The recent TCC case of Simon Carves Ltd v Ensus UK Ltd underlines the importance of knowing how and when any performance security expires.
A party can be prevented from seeking payment under a bond by the terms of the very contract in respect of which the bond was provided
The parties entered into an IChemE Red Book contract, and the contractor provided an on-demand performance bond in favour of the employer. The bond was stated to become “null and void (save in respect of any pending or previously notified claims)” when the Acceptance Certificate was issued.
The Acceptance Certificate was duly issued. It included a long list of defects, some of which related to emissions from the plant. (The employer had already raised the emissions problem in earlier defects notices.) The contractor argued that these communications about defects were not “claims” under the contract, so the performance bond was null and void. It sought an injunction preventing the bond being called.
The employer could be excused for thinking that its defects notices and the list of defects included in the Acceptance Certificate constituted “pending or previously notified claims” for the purposes of the performance bond. However, Akenhead J considered that it was commercially sensible (particularly given the impact of claims upon the bond in question) that a party making a claim must make this clear to the other party. He therefore granted the injunction and, in these proceedings, held that it should continue.
He based this decision on the fact that the contract provided (in clause 19.5) that:
“[a]ny claim made by either party under the Contract… shall be supported by a written statement of grounds and a summary of material facts upon which it is based.”
This decision may seem a little surprising, given that the employer had previously given clear notice of the defects. However, the employer faced another problem. In correspondence it had referred to “submitting a claim in accordance with clause 19.5”, but had not in fact done so. On any interpretation (and in absence of any evidence to the contrary) a formal “claim” had not been previously notified.

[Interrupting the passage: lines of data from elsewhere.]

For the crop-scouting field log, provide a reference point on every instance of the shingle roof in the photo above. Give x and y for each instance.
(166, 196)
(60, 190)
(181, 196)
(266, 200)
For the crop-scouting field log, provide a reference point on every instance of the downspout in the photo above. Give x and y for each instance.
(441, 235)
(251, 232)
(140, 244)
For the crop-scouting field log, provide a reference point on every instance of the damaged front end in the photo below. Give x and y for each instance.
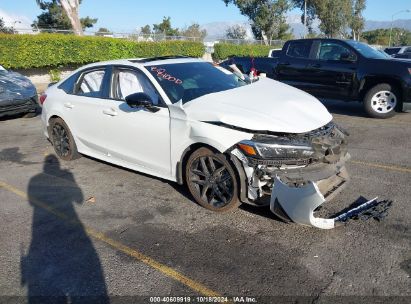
(294, 173)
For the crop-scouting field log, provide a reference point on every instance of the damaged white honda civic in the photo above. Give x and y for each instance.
(185, 120)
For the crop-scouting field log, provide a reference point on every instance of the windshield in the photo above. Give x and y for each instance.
(188, 81)
(366, 50)
(392, 51)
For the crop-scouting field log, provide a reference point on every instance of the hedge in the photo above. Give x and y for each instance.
(224, 50)
(52, 50)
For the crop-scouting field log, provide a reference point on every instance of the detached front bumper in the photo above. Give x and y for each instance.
(298, 204)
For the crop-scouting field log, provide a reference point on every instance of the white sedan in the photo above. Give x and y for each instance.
(185, 120)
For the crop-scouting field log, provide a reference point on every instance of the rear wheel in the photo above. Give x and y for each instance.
(381, 101)
(212, 181)
(62, 140)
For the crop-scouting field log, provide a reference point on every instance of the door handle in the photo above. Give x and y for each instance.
(110, 112)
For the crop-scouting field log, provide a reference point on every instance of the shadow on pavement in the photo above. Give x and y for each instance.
(62, 265)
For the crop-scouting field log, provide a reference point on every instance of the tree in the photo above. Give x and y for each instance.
(236, 32)
(267, 17)
(335, 16)
(165, 28)
(5, 29)
(194, 31)
(145, 30)
(62, 14)
(357, 21)
(382, 36)
(102, 31)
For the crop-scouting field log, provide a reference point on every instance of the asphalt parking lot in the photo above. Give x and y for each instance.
(87, 228)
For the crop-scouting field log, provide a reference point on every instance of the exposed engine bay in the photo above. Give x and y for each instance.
(295, 173)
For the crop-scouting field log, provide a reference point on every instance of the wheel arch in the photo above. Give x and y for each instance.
(180, 170)
(370, 82)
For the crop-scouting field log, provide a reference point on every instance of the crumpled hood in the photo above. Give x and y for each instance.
(265, 105)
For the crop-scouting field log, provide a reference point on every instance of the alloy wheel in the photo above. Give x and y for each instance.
(383, 102)
(61, 140)
(211, 180)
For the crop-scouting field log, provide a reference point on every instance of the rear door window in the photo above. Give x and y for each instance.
(299, 49)
(130, 81)
(333, 51)
(91, 84)
(392, 51)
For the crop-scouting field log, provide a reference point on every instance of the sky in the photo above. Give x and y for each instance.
(129, 15)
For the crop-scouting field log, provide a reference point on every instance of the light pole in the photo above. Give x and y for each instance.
(14, 26)
(392, 21)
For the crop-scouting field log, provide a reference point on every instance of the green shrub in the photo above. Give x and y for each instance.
(224, 50)
(52, 50)
(55, 75)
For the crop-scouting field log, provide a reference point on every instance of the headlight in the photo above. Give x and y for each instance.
(277, 148)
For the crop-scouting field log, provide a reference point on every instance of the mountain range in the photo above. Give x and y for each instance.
(217, 30)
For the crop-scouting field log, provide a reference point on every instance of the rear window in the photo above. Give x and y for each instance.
(299, 49)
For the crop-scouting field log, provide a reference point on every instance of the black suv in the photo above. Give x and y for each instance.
(339, 69)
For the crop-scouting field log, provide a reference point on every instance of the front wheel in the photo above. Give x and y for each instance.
(212, 181)
(381, 101)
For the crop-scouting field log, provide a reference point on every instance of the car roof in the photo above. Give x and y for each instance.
(141, 62)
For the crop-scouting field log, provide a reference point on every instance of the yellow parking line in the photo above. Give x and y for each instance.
(168, 271)
(387, 167)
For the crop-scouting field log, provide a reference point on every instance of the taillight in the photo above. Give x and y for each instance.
(42, 98)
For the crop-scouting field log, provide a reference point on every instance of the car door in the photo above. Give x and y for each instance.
(82, 106)
(333, 71)
(136, 135)
(294, 63)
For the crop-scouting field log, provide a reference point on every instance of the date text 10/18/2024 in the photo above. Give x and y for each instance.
(199, 299)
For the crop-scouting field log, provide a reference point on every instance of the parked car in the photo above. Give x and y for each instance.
(274, 53)
(185, 120)
(398, 50)
(339, 69)
(17, 94)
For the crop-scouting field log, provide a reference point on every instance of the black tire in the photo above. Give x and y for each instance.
(382, 101)
(62, 140)
(30, 115)
(212, 181)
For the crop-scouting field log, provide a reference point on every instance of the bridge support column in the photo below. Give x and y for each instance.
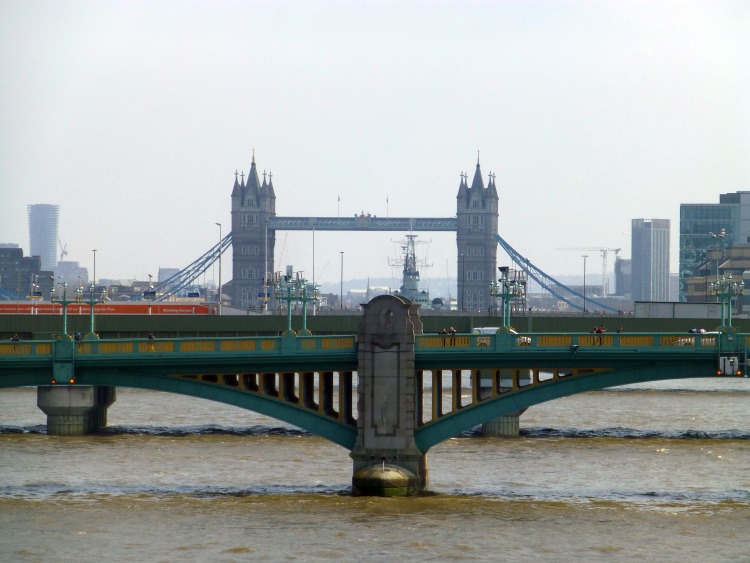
(75, 410)
(506, 426)
(386, 461)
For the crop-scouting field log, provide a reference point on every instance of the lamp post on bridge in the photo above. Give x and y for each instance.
(718, 237)
(725, 289)
(507, 290)
(584, 256)
(294, 288)
(219, 293)
(92, 301)
(65, 302)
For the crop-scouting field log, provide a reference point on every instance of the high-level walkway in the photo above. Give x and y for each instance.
(387, 394)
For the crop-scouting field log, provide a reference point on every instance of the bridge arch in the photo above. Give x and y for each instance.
(327, 428)
(471, 416)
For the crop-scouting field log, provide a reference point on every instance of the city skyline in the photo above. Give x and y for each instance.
(589, 115)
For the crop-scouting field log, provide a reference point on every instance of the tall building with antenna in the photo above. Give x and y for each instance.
(43, 222)
(650, 259)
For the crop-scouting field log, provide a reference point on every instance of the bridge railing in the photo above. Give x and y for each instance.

The general rule and the fraud exception
As a general rule, the courts rarely intervene to restrain calls being made or honoured under bonds of this nature. However, the courts will intervene if there is very clear evidence of fraud that justifies an injunction.
Absent fraud, a court will not restrain a beneficiary from claiming under an on-demand bond just because it is in dispute with its contractual counterparty as to whether that party is in breach of the underlying contract. To do otherwise would damage trust in international commerce. This is still true, as far as it goes.
What effect does this case have on the ability to call on a bond and the perceived value of bonds?
The particular issue that arose in this case is rare. Akenhead J recognised that calling a bond when the beneficiary knows (or can be taken to know) that the underlying contract forbids it from doing so is arguably a type of fraud. However, in his view it represented a second exception to the general rule.
Whether it is a type of fraud or a second exception, it seems right to me that a beneficiary of an on-demand bond should be restrained from making a claim under the bond in circumstances where the underlying contract expressly prevents it from doing so.
The underlying disputes between the parties in this case are still to be resolved, but it may prove to be an unfortunate example of how easy it is for an employer to unwittingly allow a bond, guarantee or letter of credit to expire just when its protection is most needed. However, it should not be regarded as affecting the ability to call on an on-demand bond in the normal course, nor affect the value of this type of performance security.
Beneficiaries: make sure that your performance security expires at the appropriate time for the project in question. Under the IChemE Red Book, it may have been more appropriate for the bond to expire when all the defects had been rectified, rather than when the performance tests had been completed.